Hey guys,
I have a ML job that is doing a distinct count of a field over another e.g.
"detector_description": "distinct_count(reply_CustomerId) over request_IPAddress",
"function": "distinct_count",
"field_name": "reply_CustomerId",
"over_field_name": "request_IPAddress"
I was wondering if it is possible to somehow retrieve the field_name values? I intend to use them in a watcher action.
I've had a look through your result resource documentation and the closest I can see is in the field_name property.
I've also tried adding my field that I am doing the distinct_count over as an influencer to my ml job however, it appears to not include all of the population of reply_CustomerId that the distinct count is performed on. Just a small handful or none.
We are currently on Version: 6.5.4
Any clues?
Thank you!
In this case, ML does not retain the values of the field_name (reply_CustomerId) - so they are not stored within the .ml-anomalies-* index.

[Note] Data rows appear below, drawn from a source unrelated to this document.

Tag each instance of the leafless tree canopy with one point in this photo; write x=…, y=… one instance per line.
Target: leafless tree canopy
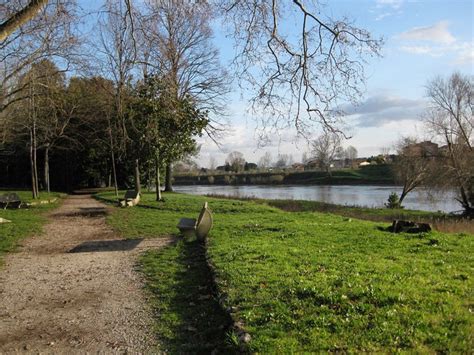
x=19, y=17
x=326, y=148
x=298, y=78
x=450, y=120
x=48, y=35
x=177, y=37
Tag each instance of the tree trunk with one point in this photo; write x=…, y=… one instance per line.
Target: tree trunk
x=46, y=169
x=157, y=179
x=169, y=176
x=32, y=166
x=114, y=171
x=35, y=160
x=21, y=17
x=138, y=187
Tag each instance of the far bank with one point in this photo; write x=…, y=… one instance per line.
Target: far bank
x=367, y=175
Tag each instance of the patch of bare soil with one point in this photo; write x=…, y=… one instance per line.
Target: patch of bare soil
x=73, y=289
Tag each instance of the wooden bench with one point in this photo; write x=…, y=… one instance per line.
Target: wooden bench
x=200, y=227
x=130, y=199
x=11, y=200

If you truly wanted them, you'd need to have your Watch use an "input chain" where the 1st input is a query to determine the anomaly for the field request_IPAddress - then use that request_IPAddress in a subsequent query to the raw data index (passing that request_IPAddress value and most likely also the timestamp of the bucket that the anomaly occurs in).
Then, you could have a list of the reply_CustomerIds that made the distinct count anomalous.
An example of a chain input watch can be seen here: https://github.com/elastic/examples/blob/master/Alerting/Sample%20Watches/ml_examples/bucket_record_chain_watch.json
But note that in the above example, the 2nd query also hits the .ml-anomalies-* index. In your case, you'd hit the raw data index.